REPUBLIKA.CO.ID, JAKARTA -- Analis politik Universitas Diponegoro Semarang Budi Setiyono menilai akhir drama Partai Golkar yang saat ini tengah berdinamika sulit tertebak karena partai itu relatif cair.
"Golkar adalah partai yang cukup cair. Dalam artian, konstelasi kubu-kubu di tubuh Golkar tidak menampakkan suatu kelompok elite yang dominan. Berbeda dengan parpol lain," katanya di Semarang, Jumat (28/11).
Budi yang juga penasihat politik tokoh oposisi Myanmar Aung San Suu Kyi itu mencontohkan parpol di Indonesia biasanya menampakkan suatu kubu yang dominan dengan satu tokoh yang menjadi sentralnya.
Ia mencontohkan Partai Kebangkitan Bangsa (PKB) dengan mendiang K.H Abdurrahman Wahid (Gus Dur) sebagai tokoh sentral, Partai Amanat Nasional (PAN) dengan Amien Rais, demikian pula parpol-parpol lain.
"Namun, Golkar nampaknya parpol yang cukup egaliter. Kekuatan kubu-kubu yang saling berkonstelasi di tubuh Partai Golkar sekarang ini kan terlihat sangat berimbang," kata pengajar FISIP Undip tersebut.
Meski menjadikan akhir drama yang sedang terjadi di Golkar sulit tertebak, kata dia, secara jujur harus diakui bahwa konstelasi yang terjadi di Golkar jauh lebih demokratis ketimbang parpol-parpol lain.
"Sebenarnya, dinamika yang terjadi di tubuh Golkar bisa dijadikan sebagai 'role model' (panutan) bagi parpol-parpol lain.
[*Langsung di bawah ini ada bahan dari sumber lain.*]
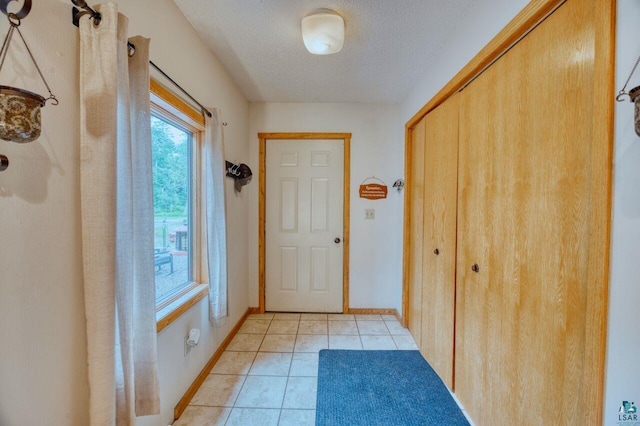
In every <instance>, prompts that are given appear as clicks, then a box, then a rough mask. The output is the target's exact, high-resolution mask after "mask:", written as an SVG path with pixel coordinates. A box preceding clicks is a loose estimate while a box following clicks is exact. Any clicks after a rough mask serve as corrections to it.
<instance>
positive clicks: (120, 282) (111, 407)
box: [80, 3, 159, 426]
mask: <svg viewBox="0 0 640 426" xmlns="http://www.w3.org/2000/svg"><path fill="white" fill-rule="evenodd" d="M100 12H101V14H102V21H101V23H100V25H98V26H96V25H94V24H93V22H92V21H90V20H89V19H83V20H81V22H80V116H81V127H80V133H81V134H80V137H81V164H80V186H81V208H82V243H83V267H84V290H85V310H86V318H87V346H88V347H87V350H88V366H89V387H90V420H91V425H95V426H107V425H116V424H117V425H133V424H135V417H136V416H141V415H148V414H157V413H158V412H159V392H158V379H157V364H158V363H157V349H156V348H157V342H156V339H157V334H156V324H155V282H154V266H153V194H152V190H153V189H152V174H151V136H150V131H151V130H150V118H149V116H150V112H149V53H148V46H149V40H147V39H144V38H142V37H136V38H134V39H132V43H133V44H134V45H135V46H136V50H135V54H134V55H133V56H132V57H128V49H127V25H128V21H127V18H126V17H124V16H123V15H120V14H118V10H117V6H116V5H114V4H113V3H107V4H105V5H103V6H102V7H100Z"/></svg>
Dalam melakukan pengelolaan sebagai organisasi parpol modern," tukasnya.
Yang perlu dicermati dalam menyikapi dinamika di tubuh Partai Golkar, ia mengatakan para petinggi dan pengurus Partai Golkar harus mendasarkan pengelolaan organisasi layaknya parpol modern.
"Dalam pengelolaan organisasi parpol modern, semuanya harus mengacu 'rule of law'. Aturan-aturan yang sudah ada harus dilaksanakan dan ditaati mereka sendiri. Boleh atau tidak dilakukan," katanya.
Jangan kemudian, kata dia, mereka justru saling mencari celah untuk mengangkangi aturan-aturan internal yang sudah mereka buat dan sepakati sendiri sehingga membuat suasana menjadi kisruh.
"Mereka harus mampu menegakkan hukum internal. Kalau mereka tidak bisa menegakkan hukum internal yang sudah disepakati, ya, repot. Tentunya, kalangan elite yang harus punya kesadaran," pungkas Budi.